On 16 August 2019, the Purchaser terminated the option deed on the basis that the Vendor breached clause 8(a) of the option deed, which prohibited a caveat to be registered on the title. The Vendor commenced legal proceedings against the Purchaser, challenging the validity of the termination. This was later dismissed.
The Vendor commenced proceedings against the Firm for loss and damage arising from the failure to advise that lodging a caveat would entitle the Purchaser to terminate the deed. The Firm conceded that it breached its duty of care to the Vendor (which the Court considered ‘entirely appropriate’) in failing to advise the ramifications of lodging the caveat – specifically, that it would allow the Purchasers to terminate the deed. However, the Firm disputed that its breach of duty had caused the Vendor loss.
The primary issue before the Court was whether the Firm’s breach caused the Vendor any loss greater than a negligible amount.
The outcome
The Vendor argued that the Firm’s failure to advise on the risks and consequences of lodging a caveat caused it to lose a valuable course of action (the right to be paid $3.5 million) under the option deed once it was terminated. In opposition, the Firm argued that the Vendor failed to prove that the breach caused any loss as the evidence did not support a finding that the Vendor would have rescinded the option deed in May 2020.
As a starting point, the Court held that the application of a counterfactual analysis was required to prove that the Firm’s breach of duty caused the damage. Specifically, it relied on the established principle in Sellars v Adelaide Petroleum NL[2] and emphasised that the Vendor was required to ‘prove, on the balance of probabilities, that most likely scenario, but for the admitted negligence of the defendant, is that the plaintiff would have rescinded the deed.‘
Following extensive contemporaneous evidence from the director of the Vendor, the Court was satisfied that the ‘most likely scenario’ was that the Vendor would have rescinded the deed.

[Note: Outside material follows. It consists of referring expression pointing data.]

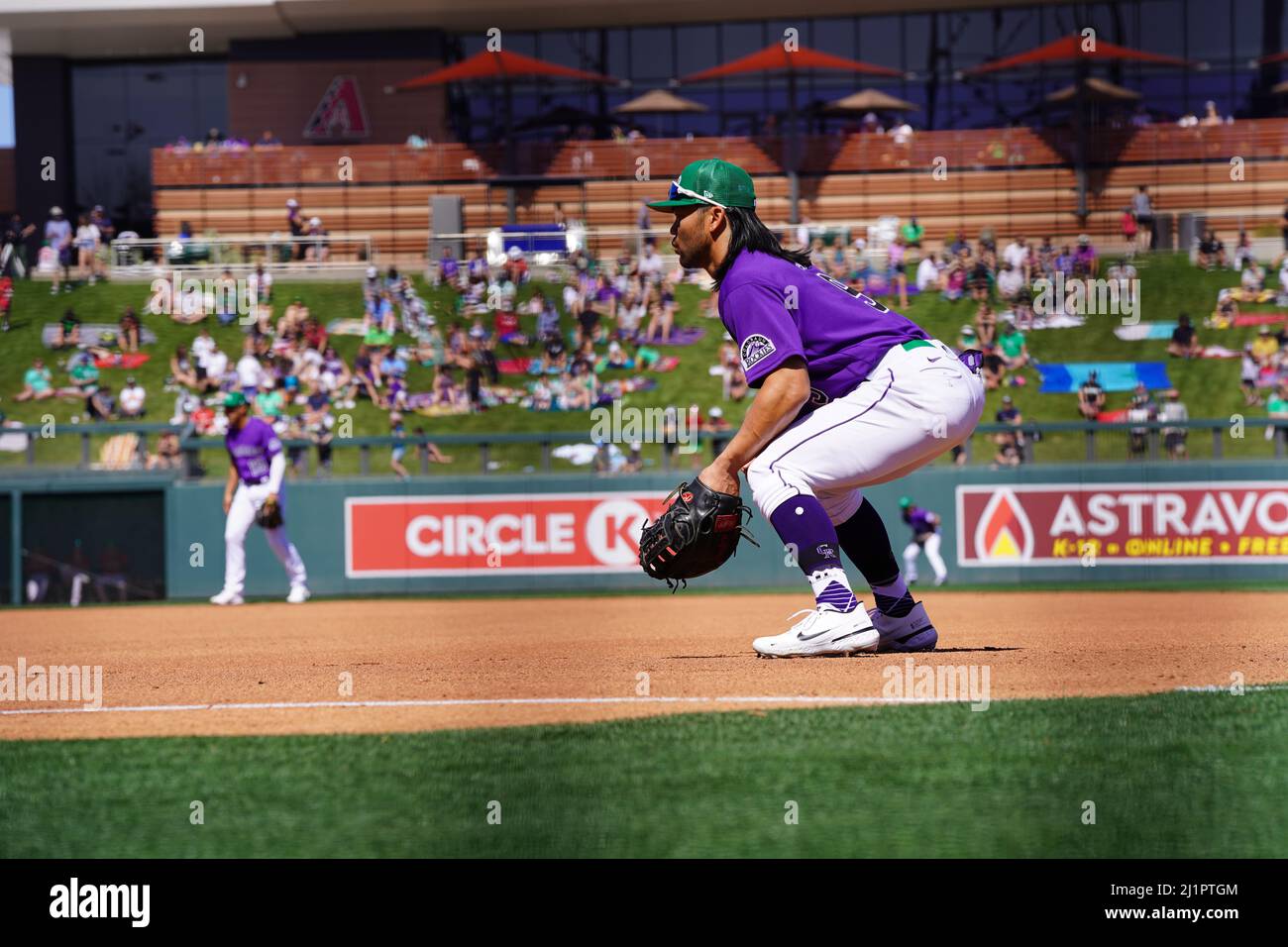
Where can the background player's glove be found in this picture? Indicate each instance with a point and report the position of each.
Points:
(269, 515)
(696, 534)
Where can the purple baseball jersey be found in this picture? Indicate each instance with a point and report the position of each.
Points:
(777, 309)
(918, 519)
(252, 449)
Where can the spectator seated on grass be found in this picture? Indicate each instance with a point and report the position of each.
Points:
(430, 450)
(132, 402)
(1010, 444)
(37, 382)
(366, 369)
(429, 346)
(1010, 282)
(446, 392)
(167, 455)
(1019, 258)
(1184, 343)
(449, 270)
(928, 272)
(1211, 252)
(1249, 376)
(249, 369)
(226, 299)
(1013, 348)
(68, 331)
(1227, 309)
(99, 403)
(399, 450)
(1043, 260)
(632, 308)
(269, 401)
(5, 299)
(129, 330)
(215, 368)
(82, 373)
(986, 325)
(1085, 261)
(954, 281)
(1276, 407)
(507, 329)
(1243, 256)
(1265, 348)
(616, 357)
(992, 368)
(335, 379)
(1091, 398)
(1137, 412)
(1172, 411)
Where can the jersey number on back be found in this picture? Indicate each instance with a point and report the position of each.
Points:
(854, 292)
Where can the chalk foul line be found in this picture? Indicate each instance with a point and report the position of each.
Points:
(548, 701)
(478, 702)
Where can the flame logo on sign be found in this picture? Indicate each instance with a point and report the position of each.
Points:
(1004, 530)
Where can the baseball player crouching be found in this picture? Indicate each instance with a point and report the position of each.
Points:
(851, 394)
(254, 493)
(925, 538)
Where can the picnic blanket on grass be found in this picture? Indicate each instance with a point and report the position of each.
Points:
(346, 328)
(682, 335)
(1145, 330)
(1065, 377)
(93, 333)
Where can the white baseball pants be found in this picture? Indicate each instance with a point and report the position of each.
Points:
(936, 562)
(917, 403)
(241, 518)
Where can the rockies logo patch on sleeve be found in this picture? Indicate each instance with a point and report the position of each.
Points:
(755, 348)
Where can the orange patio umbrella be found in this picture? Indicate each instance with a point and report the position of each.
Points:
(778, 58)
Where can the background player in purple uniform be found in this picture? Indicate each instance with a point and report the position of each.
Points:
(925, 538)
(254, 480)
(851, 394)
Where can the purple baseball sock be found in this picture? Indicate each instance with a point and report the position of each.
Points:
(803, 523)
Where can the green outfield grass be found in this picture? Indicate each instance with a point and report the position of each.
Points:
(1170, 285)
(1176, 775)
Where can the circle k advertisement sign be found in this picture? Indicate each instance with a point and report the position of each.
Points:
(471, 535)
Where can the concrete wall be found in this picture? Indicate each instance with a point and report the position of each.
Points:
(1081, 526)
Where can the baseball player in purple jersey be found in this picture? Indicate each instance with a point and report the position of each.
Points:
(254, 482)
(851, 394)
(925, 538)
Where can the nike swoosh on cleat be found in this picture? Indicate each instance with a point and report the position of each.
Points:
(810, 638)
(851, 634)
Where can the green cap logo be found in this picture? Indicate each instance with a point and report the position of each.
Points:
(711, 180)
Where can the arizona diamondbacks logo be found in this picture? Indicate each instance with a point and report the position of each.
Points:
(339, 114)
(754, 350)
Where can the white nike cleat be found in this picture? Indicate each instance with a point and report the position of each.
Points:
(913, 631)
(820, 633)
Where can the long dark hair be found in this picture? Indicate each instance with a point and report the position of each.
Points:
(747, 232)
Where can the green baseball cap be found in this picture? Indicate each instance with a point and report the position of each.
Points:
(709, 180)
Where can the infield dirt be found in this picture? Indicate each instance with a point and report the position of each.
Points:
(458, 664)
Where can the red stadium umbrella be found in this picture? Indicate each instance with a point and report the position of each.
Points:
(505, 67)
(1070, 50)
(500, 64)
(1081, 52)
(778, 58)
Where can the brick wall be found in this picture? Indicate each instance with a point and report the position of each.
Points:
(282, 97)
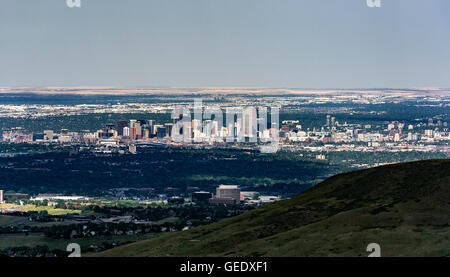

It referenced several instances where the Vendor demonstrated its intention to pursue an outcome that was ‘most financially advantageous.’ The Court was satisfied that the Vendor’s attitude reflected the ‘commercial reality’ and its recognition of the uncertainty of the financial position of the Purchaser, favouring an eventual rescission of the deed. It added that the objective contemporaneous evidence did not support an extension of the deed indefinitely, rather a view to rescind the deed in the short term.
In rejecting the Firm’s submissions that the Vendor would not have rescinded the deed, the Court held that the attitude and conduct of the Vendor was ‘likely to be the most reliable and informative evidence rather than any reconstruction assembled some years after the event in the context of current litigation.‘
On the issue of quantifying the loss on the counterfactual analysis, the Court held the Vendor’s loss better reflected a loss of commercial opportunity rather than the benefit of an unsecured promise of $3.5 million under the option deed. It considered an appropriate assessment of the value of the loss was $2 million on account of the likelihood of the claim resolving by way of compromise if a recovery was to proceed.
Key takeaways
- In advancing a counterfactual analysis, the Court was concerned with the ‘what if‘ and ‘what would have occurred’ scenario if the Firm had not breached its duty of care. The Court did not require certainty, rather that ‘the most likely scenario’ was that the Vendor would have rescinded the contract but for the negligence of the Firm.
- On the evidentiary and factual issues, the Court had a strong preference for contemporaneous evidence over any reconstruction of events done after the fact. This extended to the firsthand attitude and conduct of the Vendor’s directors during the sale.
- In quantifying a loss on a counterfactual analysis, while it may be difficult to assess, that does not mean that a party is only entitled to damages confined to a nominal sum and that the process to determine the amount is ‘a matter of informed estimation’.